Producer prices, which often signal where consumer inflation is going next, climbed 1.4% in April. The yearly rate hit 6%, the strongest reading since late 2022.
Import and export prices both notched four-year highs as energy costs stayed high since the Iran war broke out.
Kevin Warsh Takes Over Friday
Kevin Warsh was confirmed by the Senate on Wednesday and becomes Fed Chair on Friday when Jerome Powell's term ends.
Bessent called it the start of the "Warsh Fed." He said this period is different from the 2021-22 inflation surge, when the prior Fed was criticized for calling rising prices "transitory" and waiting too long to act.
That wait let inflation top 9% at its peak.
The handoff lands as markets debate whether the Fed has held rates too high for too long, with cuts still on hold and inflation drifting back up.
"I was never on team transitory during Covid," Bessent said.
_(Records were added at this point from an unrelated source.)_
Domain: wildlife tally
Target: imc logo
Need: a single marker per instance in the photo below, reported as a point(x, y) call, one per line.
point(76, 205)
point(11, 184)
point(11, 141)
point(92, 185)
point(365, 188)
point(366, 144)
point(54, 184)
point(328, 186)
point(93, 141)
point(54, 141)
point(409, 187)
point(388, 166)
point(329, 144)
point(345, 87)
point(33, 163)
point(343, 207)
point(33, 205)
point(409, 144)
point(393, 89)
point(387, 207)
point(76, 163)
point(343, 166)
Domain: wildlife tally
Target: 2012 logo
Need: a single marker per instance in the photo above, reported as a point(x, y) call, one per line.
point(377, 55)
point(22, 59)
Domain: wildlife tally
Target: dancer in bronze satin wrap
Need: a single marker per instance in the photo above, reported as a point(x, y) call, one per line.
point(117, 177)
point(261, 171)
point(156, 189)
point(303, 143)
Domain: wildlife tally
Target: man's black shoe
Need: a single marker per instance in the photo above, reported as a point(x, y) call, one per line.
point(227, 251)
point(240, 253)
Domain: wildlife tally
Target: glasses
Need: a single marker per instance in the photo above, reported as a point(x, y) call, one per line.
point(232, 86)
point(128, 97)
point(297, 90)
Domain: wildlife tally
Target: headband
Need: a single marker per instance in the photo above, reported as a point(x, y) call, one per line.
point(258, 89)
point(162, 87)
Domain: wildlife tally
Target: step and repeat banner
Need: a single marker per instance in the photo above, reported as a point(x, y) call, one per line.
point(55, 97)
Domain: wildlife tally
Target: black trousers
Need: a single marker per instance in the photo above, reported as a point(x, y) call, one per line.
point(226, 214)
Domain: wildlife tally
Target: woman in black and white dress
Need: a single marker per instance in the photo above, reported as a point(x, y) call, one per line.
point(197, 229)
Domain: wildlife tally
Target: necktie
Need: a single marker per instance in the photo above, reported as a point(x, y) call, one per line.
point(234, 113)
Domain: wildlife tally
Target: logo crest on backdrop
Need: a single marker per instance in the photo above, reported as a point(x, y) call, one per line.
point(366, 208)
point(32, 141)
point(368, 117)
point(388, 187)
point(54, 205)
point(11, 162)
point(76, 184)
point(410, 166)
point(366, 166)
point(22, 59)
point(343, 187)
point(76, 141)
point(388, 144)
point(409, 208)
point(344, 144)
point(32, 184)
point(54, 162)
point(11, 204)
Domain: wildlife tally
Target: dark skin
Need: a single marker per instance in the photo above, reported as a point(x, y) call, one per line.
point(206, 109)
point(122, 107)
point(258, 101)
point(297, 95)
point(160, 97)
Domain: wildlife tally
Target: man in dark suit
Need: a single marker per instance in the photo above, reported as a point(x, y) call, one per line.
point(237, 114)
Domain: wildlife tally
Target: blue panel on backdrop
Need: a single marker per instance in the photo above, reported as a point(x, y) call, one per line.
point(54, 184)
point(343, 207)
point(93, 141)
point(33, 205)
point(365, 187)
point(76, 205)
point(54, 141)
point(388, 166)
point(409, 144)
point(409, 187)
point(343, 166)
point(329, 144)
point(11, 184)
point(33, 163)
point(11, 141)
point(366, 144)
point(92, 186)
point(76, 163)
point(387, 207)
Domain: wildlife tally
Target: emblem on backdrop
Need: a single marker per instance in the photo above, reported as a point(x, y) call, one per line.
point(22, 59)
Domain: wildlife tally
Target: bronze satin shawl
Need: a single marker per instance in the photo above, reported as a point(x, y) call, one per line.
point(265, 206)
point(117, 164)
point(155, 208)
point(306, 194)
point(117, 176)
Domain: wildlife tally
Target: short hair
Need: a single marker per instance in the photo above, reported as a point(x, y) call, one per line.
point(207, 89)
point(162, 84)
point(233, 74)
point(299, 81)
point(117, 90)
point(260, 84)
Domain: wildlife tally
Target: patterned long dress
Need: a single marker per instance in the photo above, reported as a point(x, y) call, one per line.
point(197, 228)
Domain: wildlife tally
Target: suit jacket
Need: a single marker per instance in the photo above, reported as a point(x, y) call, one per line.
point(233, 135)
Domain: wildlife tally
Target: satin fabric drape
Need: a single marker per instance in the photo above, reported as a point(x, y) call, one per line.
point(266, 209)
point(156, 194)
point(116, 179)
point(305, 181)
He said the energy piece will come down "whether it's a few days or a few weeks."
What To Watch
The next inflation reading is the first real test. A hot print makes Bessent's call harder to defend, while a cooler one lets the Warsh Fed walk in with the wind at its back.
The Treasury secretary doesn't set interest rates, but Bessent's pitch that the inflation surge is a temporary supply shock is exactly the kind of argument that usually pushes the Fed to ease, not tighten.
Either way, the market is waiting to see if the new chair agrees.
The energy piece is the wildcard. If oil prices ease in the weeks ahead, the headline inflation numbers should follow.